Cuando se lo dije saltó hasta el techo. Sé que no debí habérselo dicho de ninguna manera, pero me estaba deprimiendo más que el demonio. Por lo general, nunca les digo a las chicas groserías semejantes. Repito: Sally botó hasta el techo. Le pedí disculpas como loco, pero no quiso aceptármelas. Hasta empezó a llorar. Lo que me asustó un poco, pues temí que cuando llegara a casa le fuese a contar al padre que la había llamado un puntapié en el trasero. Su padre era uno de esos degenerados grandotes y de pocas palabras; y no me tenía ninguna simpatía. Una vez le dijo a Sally que yo era demasiado estrepitoso.
—En serio. Lo siento muchísimo.
—Lo siento, lo siento. Me resulta muy gracioso — dijo Sally.
Todavía estaba medio llorando y, de repente, me sentí verdaderamente arrepentido y le dije.
—Ven. Te llevaré a casa.
—Puedo ir muy bien sola, muchas gracias. Si crees que voy a permitirte que me acompañes a casa estás loco de remate. Ningún muchacho se atrevió a decirme en la vida una cosa semejante.

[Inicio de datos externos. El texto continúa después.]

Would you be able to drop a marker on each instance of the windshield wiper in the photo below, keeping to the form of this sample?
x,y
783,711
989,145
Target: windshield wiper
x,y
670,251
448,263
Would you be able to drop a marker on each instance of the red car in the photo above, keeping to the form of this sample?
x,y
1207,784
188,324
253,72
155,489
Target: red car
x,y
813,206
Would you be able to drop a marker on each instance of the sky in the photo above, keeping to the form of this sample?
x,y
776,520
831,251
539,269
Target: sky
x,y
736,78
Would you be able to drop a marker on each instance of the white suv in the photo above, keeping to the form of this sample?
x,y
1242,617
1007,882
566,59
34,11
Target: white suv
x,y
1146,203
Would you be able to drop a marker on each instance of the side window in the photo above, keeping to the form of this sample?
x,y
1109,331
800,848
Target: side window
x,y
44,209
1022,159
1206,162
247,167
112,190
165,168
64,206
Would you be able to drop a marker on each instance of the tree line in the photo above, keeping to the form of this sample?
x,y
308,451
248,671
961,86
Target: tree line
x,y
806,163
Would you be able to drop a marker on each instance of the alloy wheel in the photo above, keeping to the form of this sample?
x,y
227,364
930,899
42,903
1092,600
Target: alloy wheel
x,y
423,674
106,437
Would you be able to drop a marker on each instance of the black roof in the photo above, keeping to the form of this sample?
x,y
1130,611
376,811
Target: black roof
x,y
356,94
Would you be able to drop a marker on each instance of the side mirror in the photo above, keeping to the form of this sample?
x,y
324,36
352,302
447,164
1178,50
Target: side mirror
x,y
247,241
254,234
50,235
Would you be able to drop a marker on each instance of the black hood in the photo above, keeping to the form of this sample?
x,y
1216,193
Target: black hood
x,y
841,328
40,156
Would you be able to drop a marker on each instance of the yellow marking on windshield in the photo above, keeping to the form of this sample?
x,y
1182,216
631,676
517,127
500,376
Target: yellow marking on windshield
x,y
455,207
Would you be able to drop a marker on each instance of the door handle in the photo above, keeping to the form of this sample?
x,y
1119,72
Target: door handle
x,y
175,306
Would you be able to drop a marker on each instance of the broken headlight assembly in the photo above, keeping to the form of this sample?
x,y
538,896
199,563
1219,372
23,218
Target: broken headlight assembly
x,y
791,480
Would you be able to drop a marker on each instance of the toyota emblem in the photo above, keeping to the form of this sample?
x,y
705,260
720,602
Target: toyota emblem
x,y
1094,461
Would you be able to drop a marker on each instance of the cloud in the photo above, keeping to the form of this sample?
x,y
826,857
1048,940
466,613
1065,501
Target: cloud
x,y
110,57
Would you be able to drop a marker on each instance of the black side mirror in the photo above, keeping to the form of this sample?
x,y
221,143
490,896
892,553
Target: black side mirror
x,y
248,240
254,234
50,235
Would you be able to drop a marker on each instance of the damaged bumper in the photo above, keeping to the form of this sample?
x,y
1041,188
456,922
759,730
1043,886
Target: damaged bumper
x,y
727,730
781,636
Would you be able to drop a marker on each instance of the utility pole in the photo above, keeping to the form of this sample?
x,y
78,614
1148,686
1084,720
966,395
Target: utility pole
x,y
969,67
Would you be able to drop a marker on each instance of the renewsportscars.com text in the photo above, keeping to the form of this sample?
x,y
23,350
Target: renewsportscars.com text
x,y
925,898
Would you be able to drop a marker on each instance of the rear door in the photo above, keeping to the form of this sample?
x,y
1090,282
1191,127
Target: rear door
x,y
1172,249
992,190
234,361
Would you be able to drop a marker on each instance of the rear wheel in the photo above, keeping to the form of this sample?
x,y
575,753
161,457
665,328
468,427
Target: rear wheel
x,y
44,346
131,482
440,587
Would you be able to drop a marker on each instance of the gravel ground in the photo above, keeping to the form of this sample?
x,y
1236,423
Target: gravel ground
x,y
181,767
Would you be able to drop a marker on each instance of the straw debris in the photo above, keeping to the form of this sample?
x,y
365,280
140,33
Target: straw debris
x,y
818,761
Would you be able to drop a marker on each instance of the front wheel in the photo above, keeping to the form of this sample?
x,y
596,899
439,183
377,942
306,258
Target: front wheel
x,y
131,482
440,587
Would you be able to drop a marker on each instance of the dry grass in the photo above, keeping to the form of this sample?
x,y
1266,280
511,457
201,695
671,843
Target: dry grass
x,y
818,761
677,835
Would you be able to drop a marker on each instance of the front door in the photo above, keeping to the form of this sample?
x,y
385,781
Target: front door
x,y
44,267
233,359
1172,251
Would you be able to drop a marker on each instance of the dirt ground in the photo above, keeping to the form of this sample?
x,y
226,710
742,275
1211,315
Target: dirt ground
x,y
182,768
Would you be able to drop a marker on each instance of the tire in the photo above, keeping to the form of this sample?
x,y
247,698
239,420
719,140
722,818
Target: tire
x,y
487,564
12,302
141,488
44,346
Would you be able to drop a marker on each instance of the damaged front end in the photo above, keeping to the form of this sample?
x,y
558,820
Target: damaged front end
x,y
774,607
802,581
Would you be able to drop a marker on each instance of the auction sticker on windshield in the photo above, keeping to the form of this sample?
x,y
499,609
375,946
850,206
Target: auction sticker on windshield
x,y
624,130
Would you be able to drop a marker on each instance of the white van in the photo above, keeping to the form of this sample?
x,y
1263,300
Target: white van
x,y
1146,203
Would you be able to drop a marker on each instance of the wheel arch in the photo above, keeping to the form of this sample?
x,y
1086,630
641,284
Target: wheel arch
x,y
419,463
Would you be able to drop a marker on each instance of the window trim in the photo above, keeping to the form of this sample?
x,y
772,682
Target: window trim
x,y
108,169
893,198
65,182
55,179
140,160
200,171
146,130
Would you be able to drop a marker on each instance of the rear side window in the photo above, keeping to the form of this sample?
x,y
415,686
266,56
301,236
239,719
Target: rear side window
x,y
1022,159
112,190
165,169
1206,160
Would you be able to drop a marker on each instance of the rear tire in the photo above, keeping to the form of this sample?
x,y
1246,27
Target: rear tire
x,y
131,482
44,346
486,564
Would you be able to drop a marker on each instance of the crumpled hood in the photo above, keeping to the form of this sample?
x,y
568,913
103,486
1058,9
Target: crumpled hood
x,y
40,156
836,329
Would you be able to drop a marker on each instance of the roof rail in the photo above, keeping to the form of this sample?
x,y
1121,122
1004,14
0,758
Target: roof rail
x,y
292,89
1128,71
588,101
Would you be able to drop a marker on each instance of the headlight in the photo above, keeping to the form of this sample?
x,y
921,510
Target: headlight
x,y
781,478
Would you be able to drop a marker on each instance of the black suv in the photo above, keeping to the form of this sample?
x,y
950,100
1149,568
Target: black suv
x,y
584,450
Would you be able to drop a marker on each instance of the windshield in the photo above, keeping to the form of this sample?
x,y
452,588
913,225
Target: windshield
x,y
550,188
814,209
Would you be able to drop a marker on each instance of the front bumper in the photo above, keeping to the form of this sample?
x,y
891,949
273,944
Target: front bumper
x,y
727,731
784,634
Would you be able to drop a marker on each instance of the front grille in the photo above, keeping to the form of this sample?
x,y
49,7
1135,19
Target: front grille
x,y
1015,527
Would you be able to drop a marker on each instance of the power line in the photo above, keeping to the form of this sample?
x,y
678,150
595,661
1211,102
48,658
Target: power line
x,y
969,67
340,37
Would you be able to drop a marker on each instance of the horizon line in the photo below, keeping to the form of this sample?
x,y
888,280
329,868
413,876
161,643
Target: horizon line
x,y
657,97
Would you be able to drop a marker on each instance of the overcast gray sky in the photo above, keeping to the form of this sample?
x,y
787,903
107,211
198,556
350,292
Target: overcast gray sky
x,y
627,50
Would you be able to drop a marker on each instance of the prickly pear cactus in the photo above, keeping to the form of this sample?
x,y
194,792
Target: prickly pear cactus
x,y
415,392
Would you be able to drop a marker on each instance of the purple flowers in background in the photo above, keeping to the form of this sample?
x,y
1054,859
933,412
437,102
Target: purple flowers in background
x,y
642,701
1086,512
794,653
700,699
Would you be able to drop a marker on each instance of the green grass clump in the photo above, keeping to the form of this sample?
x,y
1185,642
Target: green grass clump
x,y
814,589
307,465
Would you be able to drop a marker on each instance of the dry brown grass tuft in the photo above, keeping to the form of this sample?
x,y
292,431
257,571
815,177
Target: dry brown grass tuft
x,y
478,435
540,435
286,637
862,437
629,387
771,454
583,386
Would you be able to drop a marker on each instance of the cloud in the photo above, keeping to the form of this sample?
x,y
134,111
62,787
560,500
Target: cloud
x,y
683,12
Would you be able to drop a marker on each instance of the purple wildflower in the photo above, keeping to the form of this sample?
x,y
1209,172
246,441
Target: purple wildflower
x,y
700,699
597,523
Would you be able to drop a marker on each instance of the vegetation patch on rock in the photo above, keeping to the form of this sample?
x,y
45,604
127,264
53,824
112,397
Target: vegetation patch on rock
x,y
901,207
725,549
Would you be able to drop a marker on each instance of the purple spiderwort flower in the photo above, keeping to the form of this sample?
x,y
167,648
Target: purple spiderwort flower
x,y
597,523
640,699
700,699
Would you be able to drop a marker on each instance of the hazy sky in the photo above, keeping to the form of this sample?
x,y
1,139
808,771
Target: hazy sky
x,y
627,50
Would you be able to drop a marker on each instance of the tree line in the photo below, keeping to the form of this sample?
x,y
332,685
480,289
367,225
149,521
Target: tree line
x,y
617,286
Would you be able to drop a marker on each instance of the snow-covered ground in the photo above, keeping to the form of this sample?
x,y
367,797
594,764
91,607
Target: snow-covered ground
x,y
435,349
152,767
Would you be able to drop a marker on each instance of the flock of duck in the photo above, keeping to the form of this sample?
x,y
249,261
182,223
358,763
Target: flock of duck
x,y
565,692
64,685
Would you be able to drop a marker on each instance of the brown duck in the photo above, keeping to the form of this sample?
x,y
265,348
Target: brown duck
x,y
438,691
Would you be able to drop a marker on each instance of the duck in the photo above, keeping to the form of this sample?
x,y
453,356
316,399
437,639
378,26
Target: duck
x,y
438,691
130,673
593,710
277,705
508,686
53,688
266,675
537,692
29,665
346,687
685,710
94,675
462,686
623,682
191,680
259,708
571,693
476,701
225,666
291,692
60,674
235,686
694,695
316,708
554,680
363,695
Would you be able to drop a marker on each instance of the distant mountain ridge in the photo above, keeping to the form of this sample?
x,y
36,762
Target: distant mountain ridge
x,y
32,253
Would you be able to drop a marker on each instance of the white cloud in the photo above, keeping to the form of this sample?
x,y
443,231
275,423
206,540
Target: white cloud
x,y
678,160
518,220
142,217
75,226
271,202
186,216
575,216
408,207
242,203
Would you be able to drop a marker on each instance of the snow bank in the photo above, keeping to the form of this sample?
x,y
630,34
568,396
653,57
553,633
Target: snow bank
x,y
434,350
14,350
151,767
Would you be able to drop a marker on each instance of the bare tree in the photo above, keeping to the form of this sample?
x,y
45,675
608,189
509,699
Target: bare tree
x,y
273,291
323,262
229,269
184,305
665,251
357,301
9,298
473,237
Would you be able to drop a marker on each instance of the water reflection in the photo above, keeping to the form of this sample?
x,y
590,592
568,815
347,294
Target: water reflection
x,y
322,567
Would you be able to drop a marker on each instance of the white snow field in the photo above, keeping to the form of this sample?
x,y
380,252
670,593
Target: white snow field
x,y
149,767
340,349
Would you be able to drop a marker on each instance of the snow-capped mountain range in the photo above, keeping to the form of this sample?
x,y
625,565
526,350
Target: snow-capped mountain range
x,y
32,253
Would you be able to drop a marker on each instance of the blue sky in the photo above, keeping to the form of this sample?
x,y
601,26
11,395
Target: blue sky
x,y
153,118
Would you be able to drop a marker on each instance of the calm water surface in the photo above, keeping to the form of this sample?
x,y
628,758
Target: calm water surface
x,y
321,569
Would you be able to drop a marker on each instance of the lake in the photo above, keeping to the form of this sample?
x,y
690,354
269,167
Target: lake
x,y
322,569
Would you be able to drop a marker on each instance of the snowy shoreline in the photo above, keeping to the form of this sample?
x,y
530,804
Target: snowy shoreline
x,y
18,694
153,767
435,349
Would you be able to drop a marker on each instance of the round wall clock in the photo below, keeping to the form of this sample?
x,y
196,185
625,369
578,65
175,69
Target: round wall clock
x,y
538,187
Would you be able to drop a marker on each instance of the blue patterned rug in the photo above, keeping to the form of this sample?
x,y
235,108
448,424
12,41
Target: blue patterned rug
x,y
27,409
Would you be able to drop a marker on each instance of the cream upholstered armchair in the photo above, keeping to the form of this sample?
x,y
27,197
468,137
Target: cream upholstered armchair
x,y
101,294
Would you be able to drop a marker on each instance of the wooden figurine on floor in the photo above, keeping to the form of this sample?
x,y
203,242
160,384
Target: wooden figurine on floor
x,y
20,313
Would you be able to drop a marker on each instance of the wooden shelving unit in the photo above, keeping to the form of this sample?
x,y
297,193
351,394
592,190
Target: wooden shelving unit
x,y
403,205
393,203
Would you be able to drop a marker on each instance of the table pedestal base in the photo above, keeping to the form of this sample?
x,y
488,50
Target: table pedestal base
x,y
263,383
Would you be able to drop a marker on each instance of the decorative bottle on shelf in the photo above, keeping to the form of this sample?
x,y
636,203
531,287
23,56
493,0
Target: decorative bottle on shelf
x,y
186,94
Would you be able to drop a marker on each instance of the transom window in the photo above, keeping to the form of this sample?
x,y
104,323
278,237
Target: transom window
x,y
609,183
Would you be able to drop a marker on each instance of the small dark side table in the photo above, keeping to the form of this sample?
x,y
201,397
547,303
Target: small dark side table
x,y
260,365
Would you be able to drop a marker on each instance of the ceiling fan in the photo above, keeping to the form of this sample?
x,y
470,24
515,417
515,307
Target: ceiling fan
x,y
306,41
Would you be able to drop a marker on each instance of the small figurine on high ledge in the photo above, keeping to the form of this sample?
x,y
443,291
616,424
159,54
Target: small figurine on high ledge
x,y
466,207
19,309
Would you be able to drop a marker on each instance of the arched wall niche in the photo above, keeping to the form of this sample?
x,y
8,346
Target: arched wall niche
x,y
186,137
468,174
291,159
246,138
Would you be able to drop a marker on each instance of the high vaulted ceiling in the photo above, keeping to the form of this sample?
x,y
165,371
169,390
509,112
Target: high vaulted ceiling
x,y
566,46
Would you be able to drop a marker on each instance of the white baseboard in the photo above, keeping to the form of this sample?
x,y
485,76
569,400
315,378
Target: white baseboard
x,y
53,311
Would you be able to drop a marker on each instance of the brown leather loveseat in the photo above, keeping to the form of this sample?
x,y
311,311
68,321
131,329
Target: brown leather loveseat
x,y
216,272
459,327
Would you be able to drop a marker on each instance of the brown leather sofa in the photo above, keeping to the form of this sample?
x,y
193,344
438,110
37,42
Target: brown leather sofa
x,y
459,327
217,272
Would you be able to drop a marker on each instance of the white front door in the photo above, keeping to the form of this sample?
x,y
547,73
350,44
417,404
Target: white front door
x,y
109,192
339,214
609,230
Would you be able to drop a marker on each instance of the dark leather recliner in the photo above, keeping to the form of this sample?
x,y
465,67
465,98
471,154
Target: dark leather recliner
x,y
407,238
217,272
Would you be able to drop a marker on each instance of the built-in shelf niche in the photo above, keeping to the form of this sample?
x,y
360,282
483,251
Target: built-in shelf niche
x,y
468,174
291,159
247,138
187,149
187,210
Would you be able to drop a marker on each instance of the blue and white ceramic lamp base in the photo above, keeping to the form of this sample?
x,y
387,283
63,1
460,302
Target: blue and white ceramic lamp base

Pensándolo bien todo aquello resultaba gracioso en cierta forma, y de pronto hice algo que reconozco no debía haber hecho. Me reí. Y mi risa es de esas estúpidas y sonoras. Quiero decir que de hallarme sentado detrás de mí mismo viendo una película, probablemente protestaría. Sally se puso más furiosa que nunca.
Continué un rato allí, pidiéndole disculpas y tratando de conseguir que me perdonara, pero no lo conseguí. Me dijo que me fuera de una vez y que hiciera el favor de dejarla tranquila. Así que terminé por retirarme. Entré a buscar los zapatos y demás cosas y me fui sin ella. No debí hacerlo, pero en ese momento estaba ya harto de Sally.
Si quieren que les confiese la verdad ni siquiera sé por qué inicié aquella conversación con ella. Me refiero a lo de ir a Massachusetts y Vermont y todo lo demás. Aunque ella hubiese querido ir, probablemente no la habría llevado. Hubiera sido peor que ir solo. Pero lo terrible es que cuando se lo pedí fue en «serio». Eso es lo terrible del asunto. Juro a Dios que estoy más loco que una cabra.